Siang itu ketika saya berkunjung di Kampung Karabba, saya bertemu dengan salah satu warga di sana yaitu Ibu Isa. Kemudian kami berbincang di rumah salah satu warga yang akrab disapa Ibu Mega. Saya memperkenalkan diri terlebih dahulu kemudian menjelaskan maksud dari tujuan saya berkunjung. Selama berbincang ibu Isa bercerita bahwa dia memiliki dua orang keponakan yaitu Fikram dan Ikram yang ternyata belum sekolah.

Ibu Isa sudah lama tinggal di Kampung Karabba ini. Ia berasal dari Pangkep dan sudah menetap di sini sekitar 40 tahun bersama ibunya dan para saudaranya. Ia bisa dibilang penduduk awal dari Kampung Karabba ini, karena saat itu rumah yang ada masih bisa dihitung jari atau sekitar sepuluh rumah saja.

Di keluarga ibu Isa bisa dibilang dari segi ekonomi cukup kurang. Kata ibu Isa “bukan gak ada tetapi kurang”. Di keluarga mereka anak-anak yang sedang bersekolah tidak ada yang mendapat beasiswa dari pemerintah. Dulu sempat dapat keponakan ibu Isa yang bernama Ilham di bangku kelas 4 SD tetapi dia hanya dapat tiga kali.

Untuk keperluan sehari-hari mereka hanya dibantu oleh menantu yang bekerja sebagai buruh di Pelabuhan Kota Makassar. Fikram yang masih berusia 7 tahun, salah satu dari si kembar sering ikut kerja di orang lain, seperti kerja bangunan angkat batu.

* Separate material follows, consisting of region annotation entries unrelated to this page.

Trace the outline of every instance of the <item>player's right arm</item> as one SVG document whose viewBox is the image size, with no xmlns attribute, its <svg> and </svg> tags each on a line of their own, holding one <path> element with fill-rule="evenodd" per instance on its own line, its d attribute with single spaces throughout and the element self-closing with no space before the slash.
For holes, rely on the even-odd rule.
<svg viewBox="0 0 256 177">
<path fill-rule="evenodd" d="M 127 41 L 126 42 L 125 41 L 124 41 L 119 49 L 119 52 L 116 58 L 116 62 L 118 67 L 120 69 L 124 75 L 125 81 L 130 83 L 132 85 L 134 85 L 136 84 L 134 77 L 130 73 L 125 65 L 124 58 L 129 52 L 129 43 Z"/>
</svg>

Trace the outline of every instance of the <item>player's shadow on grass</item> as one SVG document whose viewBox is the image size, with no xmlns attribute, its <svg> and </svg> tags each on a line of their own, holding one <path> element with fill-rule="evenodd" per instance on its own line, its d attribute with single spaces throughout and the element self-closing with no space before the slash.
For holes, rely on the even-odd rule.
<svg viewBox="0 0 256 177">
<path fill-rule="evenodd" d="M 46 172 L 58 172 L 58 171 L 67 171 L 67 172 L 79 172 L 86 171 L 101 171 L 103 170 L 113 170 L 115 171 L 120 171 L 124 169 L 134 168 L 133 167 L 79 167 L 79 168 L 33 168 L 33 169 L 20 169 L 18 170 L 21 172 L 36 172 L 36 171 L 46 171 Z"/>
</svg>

Upah yang di dapat tidak seberapa dan terbilang kecil hanya untuk uang jajan saja.

Menurut Ibu Isa si kembar ini memiliki keinginan yang besar untuk sekolah. Mereka sering ikut belajar di temannya bahkan sampai mau ikut pergi ke sekolah. Mereka tidak merasa capek dengan belajar, justru mereka malah senang. Kemauan mereka untuk sekolah sangat besar, tetapi lagi-lagi terhalang oleh masalah ekonomi.

Lalu di hari yang berbeda saya bertemu dengan Pak Ansar di rumah beliau langsung. Bapak dari Fikram dan Ikram yang belum sekolah. Saya berbincang dengan beliau tentang mengapa anaknya tidak bersekolah.

rumah-rumah warga di Kampung Karabba yang berdiri di tepi laut (sumber: ruang abstrak literasi)

Pak Ansar berusia 36 tahun dan bekerja sebagai buruh lepas di Pelabuhan Kota Makassar. Jadwal kerjanya tidak menentu tergantung panggilan saja. Penghasilannya pun paling tinggi dapat seratus ribu setiap hari dan itu hanya cukup untuk keperluan makan mereka.

Beliau menikah di umur 30 tahun dengan seorang janda. Rumah tangga mereka tidak bertahan lama. Tepat setelah melahirkan Fikram dan Ikram di usia yang masih belia, ibunya pergi meninggalkan mereka. Sampai sekarang belum diketahui pasti penyebab ibunya meninggalkan anak dan suaminya.

Untuk mendapat perhatian dari Fikram dan Ikram ibunya kembali berkunjung dan mencoba berbagai cara agar anaknya ikut padanya. Salah satunya dengan sering berkunjung melihat anaknya. Namun sekitar setahun belakang ini ibunya sudah tidak pernah kembali mengunjungi mereka.

Pak Ansar merupakan tamatan SD. Ia sudah lama menetap di Kampung Karabba ini. Rumah yang mereka tempati juga milik mereka sendiri. Di rumah itu hanya dihuni oleh Pak Ansar beserta dua anaknya dan nenek. Keseharian mereka tidak banyak karena di pagi hari ia sarapan dengan kue dan ditemani kopi. Berangkat kerja jam delapan pagi dan pulang di malam hari. Untuk uang jajan anaknya pun bisa dibilang cukup tinggi. Setiap hari mereka dikasih uang senilai dua puluh ribu.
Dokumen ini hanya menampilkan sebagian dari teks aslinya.